NEB calculation work flow

     ::> cd MD++.git
     ::> module list
     Currently Loaded Modulefiles:
     1) null                       2) intel/14                   3) mvapich2/2.0rc1-intel-14
     ::> make sworig build=R SYS=mc2_mpich
     ::> bin1/sworig_mc2_mpich scripts/work/he-si-tf-pit-neb/he-si-tf-pit-special-3-sworig/disl_nuc_hetero.tcl 0 0 001 1
     ::> bin1/sworig_mc2_mpich scripts/work/he-si-tf-pit-neb/he-si-tf-pit-special-3-sworig/disl_nuc_hetero.tcl 1 0.0520 001 1
     ::> bin1/sworig_mc2_mpich scripts/work/he-si-tf-pit-neb/he-si-tf-pit-special-3-sworig/disl_nuc_hetero.tcl 4 0.0520 001 1

The first line executes a thread that 1) creates a thin film of (001) free surface 2) reconstruct surface atoms by perturb the atom positions and forming dimers 3) apply along [110] direction a compression strain by the increments of 0.001 from 0 to 0.06, i.e., 6% compressive strain.
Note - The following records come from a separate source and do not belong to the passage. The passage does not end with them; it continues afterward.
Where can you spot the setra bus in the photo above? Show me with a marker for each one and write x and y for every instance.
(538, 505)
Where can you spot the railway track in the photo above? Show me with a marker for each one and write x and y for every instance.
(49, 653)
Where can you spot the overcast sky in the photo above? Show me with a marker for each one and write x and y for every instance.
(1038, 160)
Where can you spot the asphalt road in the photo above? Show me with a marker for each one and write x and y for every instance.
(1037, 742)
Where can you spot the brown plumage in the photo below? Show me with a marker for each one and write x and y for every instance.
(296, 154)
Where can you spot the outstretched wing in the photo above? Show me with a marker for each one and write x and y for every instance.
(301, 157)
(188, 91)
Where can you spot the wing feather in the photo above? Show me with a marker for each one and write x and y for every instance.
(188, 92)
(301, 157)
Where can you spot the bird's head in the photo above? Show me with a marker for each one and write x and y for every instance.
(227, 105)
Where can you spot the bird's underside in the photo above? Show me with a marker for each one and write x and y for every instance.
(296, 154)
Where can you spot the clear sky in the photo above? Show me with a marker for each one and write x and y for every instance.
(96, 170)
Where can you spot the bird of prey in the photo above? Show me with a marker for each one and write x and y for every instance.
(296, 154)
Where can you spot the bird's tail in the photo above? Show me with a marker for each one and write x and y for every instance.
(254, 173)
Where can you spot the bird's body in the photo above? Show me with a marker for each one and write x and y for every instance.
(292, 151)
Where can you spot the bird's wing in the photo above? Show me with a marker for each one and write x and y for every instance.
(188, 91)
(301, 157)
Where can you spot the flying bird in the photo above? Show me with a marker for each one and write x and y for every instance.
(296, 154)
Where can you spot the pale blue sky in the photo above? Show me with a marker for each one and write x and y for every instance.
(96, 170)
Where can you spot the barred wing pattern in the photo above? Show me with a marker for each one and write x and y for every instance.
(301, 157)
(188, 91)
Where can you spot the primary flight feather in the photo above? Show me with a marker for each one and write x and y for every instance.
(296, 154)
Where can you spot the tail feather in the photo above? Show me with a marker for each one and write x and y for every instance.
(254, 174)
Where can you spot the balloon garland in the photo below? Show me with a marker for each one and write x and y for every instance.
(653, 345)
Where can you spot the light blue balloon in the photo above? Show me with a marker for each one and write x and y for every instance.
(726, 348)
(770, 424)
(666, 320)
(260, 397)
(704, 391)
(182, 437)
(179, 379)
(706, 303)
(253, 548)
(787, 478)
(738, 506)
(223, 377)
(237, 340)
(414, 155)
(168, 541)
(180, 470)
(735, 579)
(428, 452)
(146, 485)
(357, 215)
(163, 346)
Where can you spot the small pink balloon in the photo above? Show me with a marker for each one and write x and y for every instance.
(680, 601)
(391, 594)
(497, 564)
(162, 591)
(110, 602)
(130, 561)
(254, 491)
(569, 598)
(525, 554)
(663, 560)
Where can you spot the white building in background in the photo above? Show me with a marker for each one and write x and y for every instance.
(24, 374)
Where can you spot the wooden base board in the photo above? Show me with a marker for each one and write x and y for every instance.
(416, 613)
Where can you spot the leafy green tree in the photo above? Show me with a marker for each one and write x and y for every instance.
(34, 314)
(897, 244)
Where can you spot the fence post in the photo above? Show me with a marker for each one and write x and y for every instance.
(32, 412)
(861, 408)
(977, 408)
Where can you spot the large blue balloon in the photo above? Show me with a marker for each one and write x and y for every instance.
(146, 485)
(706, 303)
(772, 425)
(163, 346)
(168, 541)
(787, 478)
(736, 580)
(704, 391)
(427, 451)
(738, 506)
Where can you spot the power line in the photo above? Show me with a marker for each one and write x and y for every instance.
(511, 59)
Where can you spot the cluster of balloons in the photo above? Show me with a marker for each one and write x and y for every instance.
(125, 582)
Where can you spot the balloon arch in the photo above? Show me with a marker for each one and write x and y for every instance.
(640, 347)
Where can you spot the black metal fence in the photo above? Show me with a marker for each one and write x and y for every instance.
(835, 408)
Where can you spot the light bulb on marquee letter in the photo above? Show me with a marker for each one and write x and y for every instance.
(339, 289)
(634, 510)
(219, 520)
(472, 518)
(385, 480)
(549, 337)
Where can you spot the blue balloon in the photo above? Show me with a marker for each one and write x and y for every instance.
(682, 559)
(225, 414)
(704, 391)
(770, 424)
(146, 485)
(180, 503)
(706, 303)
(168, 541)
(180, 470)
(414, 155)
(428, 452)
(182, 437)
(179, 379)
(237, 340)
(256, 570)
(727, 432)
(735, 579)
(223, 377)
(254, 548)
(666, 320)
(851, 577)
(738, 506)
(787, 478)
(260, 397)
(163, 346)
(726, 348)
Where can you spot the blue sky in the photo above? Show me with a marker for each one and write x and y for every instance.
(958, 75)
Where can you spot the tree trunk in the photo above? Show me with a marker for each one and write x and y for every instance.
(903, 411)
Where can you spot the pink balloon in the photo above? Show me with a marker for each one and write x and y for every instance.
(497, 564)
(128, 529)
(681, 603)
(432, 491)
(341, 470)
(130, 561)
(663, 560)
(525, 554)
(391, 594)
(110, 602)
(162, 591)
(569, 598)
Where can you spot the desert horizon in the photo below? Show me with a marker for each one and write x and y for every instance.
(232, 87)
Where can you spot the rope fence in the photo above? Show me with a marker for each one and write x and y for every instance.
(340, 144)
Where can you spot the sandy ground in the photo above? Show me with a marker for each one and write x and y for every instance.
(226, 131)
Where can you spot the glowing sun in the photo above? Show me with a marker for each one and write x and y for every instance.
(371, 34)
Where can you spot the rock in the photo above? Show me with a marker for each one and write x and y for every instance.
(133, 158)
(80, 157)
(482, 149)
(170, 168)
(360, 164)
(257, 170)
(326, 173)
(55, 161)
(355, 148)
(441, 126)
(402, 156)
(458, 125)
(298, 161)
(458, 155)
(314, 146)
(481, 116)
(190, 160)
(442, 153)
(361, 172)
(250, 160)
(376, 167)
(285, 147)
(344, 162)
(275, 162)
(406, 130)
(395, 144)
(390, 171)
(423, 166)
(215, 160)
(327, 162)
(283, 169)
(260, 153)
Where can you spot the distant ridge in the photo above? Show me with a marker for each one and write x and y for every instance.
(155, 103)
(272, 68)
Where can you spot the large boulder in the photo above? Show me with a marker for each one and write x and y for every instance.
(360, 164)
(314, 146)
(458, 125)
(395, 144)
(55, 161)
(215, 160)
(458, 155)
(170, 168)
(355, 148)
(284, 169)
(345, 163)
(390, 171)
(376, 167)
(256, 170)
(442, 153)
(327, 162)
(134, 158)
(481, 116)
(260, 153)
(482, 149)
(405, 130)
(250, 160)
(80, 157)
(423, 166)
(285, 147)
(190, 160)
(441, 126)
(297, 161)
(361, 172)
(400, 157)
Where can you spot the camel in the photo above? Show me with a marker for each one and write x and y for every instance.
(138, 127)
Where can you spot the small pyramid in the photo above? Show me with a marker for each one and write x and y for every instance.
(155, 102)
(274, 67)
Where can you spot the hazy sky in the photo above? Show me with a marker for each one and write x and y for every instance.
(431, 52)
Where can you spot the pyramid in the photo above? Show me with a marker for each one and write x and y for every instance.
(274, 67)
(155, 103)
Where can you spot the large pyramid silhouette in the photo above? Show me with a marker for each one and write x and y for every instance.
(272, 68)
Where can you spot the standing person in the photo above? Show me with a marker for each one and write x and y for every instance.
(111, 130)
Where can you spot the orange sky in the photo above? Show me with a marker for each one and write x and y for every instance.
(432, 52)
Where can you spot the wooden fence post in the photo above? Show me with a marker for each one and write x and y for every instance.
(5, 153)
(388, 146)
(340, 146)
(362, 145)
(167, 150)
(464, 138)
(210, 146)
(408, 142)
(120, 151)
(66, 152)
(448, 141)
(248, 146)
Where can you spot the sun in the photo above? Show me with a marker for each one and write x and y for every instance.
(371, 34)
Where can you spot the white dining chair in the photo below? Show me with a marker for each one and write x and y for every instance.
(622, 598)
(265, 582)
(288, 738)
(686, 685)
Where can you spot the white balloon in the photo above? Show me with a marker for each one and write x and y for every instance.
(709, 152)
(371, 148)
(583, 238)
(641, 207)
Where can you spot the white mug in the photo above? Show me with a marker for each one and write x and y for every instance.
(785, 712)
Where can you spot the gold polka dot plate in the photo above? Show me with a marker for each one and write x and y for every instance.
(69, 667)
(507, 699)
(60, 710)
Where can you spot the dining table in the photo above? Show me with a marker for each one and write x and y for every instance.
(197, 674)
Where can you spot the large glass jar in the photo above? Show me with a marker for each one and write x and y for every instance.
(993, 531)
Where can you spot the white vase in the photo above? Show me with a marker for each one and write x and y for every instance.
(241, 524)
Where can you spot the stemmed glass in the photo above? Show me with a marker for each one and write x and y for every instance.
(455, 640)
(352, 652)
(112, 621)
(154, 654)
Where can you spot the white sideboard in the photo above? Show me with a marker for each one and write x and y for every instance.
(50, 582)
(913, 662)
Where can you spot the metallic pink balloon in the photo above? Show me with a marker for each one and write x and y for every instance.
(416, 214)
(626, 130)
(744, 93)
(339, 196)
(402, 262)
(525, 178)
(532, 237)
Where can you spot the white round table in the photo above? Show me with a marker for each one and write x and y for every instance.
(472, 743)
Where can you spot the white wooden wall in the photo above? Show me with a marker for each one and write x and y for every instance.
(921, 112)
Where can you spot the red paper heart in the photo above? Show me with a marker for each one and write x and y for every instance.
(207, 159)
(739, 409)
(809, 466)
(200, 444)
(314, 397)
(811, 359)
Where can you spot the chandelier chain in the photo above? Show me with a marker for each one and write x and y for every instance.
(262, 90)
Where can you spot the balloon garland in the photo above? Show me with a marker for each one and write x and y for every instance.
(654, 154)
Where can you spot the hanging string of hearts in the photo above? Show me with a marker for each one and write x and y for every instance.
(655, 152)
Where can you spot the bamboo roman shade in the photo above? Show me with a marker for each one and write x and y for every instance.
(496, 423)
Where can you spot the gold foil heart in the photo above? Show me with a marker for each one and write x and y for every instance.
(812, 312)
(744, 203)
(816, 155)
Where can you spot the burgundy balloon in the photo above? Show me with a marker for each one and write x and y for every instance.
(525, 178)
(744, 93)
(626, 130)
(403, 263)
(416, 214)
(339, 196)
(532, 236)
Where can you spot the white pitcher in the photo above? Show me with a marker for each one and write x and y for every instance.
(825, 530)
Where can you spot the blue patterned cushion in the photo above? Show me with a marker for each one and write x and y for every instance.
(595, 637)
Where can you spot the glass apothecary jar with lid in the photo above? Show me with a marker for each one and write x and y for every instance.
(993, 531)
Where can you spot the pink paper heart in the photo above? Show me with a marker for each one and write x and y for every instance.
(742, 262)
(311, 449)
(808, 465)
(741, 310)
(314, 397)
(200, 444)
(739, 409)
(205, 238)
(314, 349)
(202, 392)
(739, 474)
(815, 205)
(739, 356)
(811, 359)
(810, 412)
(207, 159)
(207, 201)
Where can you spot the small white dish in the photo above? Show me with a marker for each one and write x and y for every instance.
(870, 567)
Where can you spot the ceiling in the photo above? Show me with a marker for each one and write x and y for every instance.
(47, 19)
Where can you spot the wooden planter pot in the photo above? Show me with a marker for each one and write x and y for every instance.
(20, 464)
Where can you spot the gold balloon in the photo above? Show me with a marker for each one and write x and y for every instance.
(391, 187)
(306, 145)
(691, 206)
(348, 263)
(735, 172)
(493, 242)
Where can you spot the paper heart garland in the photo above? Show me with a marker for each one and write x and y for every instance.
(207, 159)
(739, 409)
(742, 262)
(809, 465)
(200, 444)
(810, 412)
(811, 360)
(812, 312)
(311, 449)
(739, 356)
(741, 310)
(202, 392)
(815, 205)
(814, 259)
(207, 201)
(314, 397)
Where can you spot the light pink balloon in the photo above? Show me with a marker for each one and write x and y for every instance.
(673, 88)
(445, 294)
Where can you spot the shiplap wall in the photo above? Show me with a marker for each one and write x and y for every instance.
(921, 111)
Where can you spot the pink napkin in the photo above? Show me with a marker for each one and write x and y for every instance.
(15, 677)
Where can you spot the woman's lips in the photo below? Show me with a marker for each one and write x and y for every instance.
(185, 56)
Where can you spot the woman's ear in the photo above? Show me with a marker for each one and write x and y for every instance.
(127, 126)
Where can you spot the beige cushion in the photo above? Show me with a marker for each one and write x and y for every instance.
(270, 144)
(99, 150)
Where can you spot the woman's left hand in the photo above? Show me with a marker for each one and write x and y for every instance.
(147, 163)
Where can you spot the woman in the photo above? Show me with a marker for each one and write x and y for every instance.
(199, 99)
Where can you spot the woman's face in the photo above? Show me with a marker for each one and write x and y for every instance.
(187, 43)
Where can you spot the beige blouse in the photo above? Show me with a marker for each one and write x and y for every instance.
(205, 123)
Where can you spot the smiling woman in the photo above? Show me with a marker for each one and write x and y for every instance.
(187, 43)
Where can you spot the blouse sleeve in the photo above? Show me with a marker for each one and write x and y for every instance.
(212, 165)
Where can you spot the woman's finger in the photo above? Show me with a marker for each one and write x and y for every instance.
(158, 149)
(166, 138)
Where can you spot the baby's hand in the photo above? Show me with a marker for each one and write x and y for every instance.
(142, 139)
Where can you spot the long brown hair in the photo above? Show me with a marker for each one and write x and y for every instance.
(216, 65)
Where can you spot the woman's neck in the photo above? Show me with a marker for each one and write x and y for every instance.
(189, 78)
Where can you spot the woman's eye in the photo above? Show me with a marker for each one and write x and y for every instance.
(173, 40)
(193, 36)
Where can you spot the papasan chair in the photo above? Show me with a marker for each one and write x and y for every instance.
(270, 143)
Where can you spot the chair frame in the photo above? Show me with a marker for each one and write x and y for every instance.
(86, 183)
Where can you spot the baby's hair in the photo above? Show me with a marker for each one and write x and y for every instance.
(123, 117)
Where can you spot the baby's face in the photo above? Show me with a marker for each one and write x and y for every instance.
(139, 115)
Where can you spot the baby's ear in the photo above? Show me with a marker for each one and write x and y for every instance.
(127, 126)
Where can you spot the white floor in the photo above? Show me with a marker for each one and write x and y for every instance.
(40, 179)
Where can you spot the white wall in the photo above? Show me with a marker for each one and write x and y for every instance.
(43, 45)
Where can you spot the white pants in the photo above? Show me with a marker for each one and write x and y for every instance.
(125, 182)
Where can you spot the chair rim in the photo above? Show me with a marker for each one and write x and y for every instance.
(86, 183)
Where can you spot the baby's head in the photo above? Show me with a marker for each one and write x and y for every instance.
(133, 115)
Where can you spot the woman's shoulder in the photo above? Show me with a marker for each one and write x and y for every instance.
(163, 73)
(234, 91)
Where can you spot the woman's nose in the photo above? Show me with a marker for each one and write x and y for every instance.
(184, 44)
The second line reads in initial config of (3) from above and create a shuffle-glide dislocation complex beneath top free surface, which is then relaxed for several steps. The output configuration can be examined by importing w-loop-compression-surf001-eps0.0520.cfg to ovito/DXA.

The third line needs to be launched within pbs file `cause it execute sworig_mc2_mpich in MPI mode, calling stringrelax_parallel (). The energy barrier curve can be visualized by using octave/matlab such as,

Test case 2: Energy barrier with SW for strain 5.2%

      ::> load runs/he-si-tf-pit-neb/he-si-tf-pit-special-3-sworig/w-disl-nuc-hetero-001-0.0520.24/stringeng.out
      ::> plot(stringeng(1:100:end, 3:5:end)', '*')

Apply this work flow for different strain, one gets the energy barrier as a function of applied strain.

Note that, dislocation loop size of status == 1 can be adjusted manually in the script by specifying w in make_glide_dislocation_loop_1, for example, minor adjustment is needed to get a smooth energy barrier - strain curve.


Finite temperature MD with Lammps

We use lammps-30Jul16 version.

    ::> cd lammps-30Jul16/lib/meam
    ::> make -f Makefile.gfortran (for meam)
    ::> cd lammps-30Jul16/src
    ::> make yes-manybody
    ::> make yes-meam
    ::> make mpi 


First, one estimates thermal expansion ratios for a bulk system of si using MEAM and sworig.

    ::> cd MD++.git/
    ::> bin1/sworig_mc2 scripts/work/he-si-tf-pit-md/thermal_init_config/therm_exp_estimates/bulk_generator.tcl 0
    ::> cd /home/xzhang11/Planet/Libs/MD++.git/scripts/work/he-si-tf-pit- 
         md/thermal_init_config/therm_exp_estimates/thermal_equilibrate_load_hold_si_800K
    ::> lmp_mpi < thermal_equilibrate.sw (meam)

From initial and final equilibrated states, one gets thermal expansion. And one records the coefficents in

        scripts/work/he-si-tf-pit-md/thermal_init_config/therm_initconfig_generator.tcl
    ::> sw_mc2  scripts/work/he-si-tf-pit-md/thermal_init_config/therm_initconfig_generator.tcl 0 1 1000 

To run the lammps scripts, first create surface pit structure with MD++ as follows,

    ::> cd MD++.git/scripts/work/he-si-tf-pit-md/he-si-pit-800K-54-thermal-relax-nvt
    ::> mpirun -np $ncpu lammps-30Jul16/src/lmp_mpi < input.meam

Test case 3: Nucleation event with SW for strain 5.2%

      ::> load runs/he-si-tf-pit-neb/he-si-tf-pit-special-3-sworig/w-disl-nuc-hetero-001-0.0520.24/stringeng.out
      ::> plot(stringeng(1:100:end, 3:5:end)', '*')

Apply this work flow for different strain, one gets the energy barrier as a function of applied strain.